Hum drum days of February..



This is the time of year that is usually the most challenging for homeschooling moms. The holidays have long gone, the cold winter temperatures(for most of us) are dragging, and the yearning for spring and newness is on the forefront of our minds. Combine that with the thought of the new school year ahead, curriculum/teaching changes and thoughts, and the thought of the teaching methods that were sure to work--and are not working, many moms feel like this.

This is our 7th year homeschooling, and every year is the same. So new homeschoolers know that you are not odd if you are feeling this way.
I have tried to implement a few things around this time of year to help me through this tough time of the school year. Some of these tips I have picked up from others along the way.

1. Read positive inspiring words.
Daily reading of the bible; a homeschool devotional or article is helpful.
2.Listen to homeschool conference tapes/cd's
This is invaluable. If you attend a conference and are able to purchase cd's, do so. It is very helpful and inspiring to listen to them when you are "in the middle" of your school year." You can also purchase here http://bestchristianconferences.com/ (search for state homeschool conventions)
3. Go on a field trip.
Get out from the routine and visit a local art or science museum. Seasonal clearance sales, or spring shopping are also nice trips. :-)
4. Excercise
Get out (if you can), or borrow a fun exercise dvd from the library, and let everyone participate.
5. Try somthing new.
Try a new craft, read a new genre, cook a few new recipes.

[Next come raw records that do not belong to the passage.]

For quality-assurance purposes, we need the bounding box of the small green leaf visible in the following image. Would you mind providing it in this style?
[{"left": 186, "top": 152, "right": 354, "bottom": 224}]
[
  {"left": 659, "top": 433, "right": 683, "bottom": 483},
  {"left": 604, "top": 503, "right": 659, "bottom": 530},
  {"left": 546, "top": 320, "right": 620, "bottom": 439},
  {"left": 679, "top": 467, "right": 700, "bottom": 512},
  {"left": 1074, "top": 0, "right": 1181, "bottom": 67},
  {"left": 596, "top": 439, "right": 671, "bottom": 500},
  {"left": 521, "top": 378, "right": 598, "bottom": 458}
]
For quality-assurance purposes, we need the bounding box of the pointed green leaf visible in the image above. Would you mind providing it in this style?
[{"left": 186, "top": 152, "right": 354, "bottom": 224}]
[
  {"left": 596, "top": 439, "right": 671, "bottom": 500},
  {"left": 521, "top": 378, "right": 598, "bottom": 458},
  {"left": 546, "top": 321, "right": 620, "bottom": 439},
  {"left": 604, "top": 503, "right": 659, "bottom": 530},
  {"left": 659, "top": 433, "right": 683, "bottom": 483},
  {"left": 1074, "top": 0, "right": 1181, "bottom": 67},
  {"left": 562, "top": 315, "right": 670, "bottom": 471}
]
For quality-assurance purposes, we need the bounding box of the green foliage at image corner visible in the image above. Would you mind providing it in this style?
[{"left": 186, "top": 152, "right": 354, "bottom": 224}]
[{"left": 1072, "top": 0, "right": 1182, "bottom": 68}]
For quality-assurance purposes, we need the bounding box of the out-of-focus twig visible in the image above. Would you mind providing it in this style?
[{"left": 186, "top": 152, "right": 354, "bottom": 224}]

I hope these are helpful tips.

“Therefore, my beloved brethren, be ye steadfast, unmoveable, always abounding in the work of the Lord, forasmuch as ye know that your labor is not in vain in the Lord” (1 Cor. 15:58).


















2 comments:

raghav said...

In many places homeschooling is a legal option for parents who wish to provide their children with a different learning environment than exists in nearby schools. These motivations range from a dissatisfaction with the schools in their area to the dissatisfaction of modern schools in general. It is also an alternative for families living in isolated rural locations and those who choose, for practical or personal reasons, not to have their children attend school.


peterson
Addiction Recovery Kentucky

Anonymous said...

I know it's been awhile since you blogged. But I think it is always good to change things up!
I know in our family- I always try to alter games and chore charts to match a book we are reading. It not only helps them connect to books but add some spice to our life.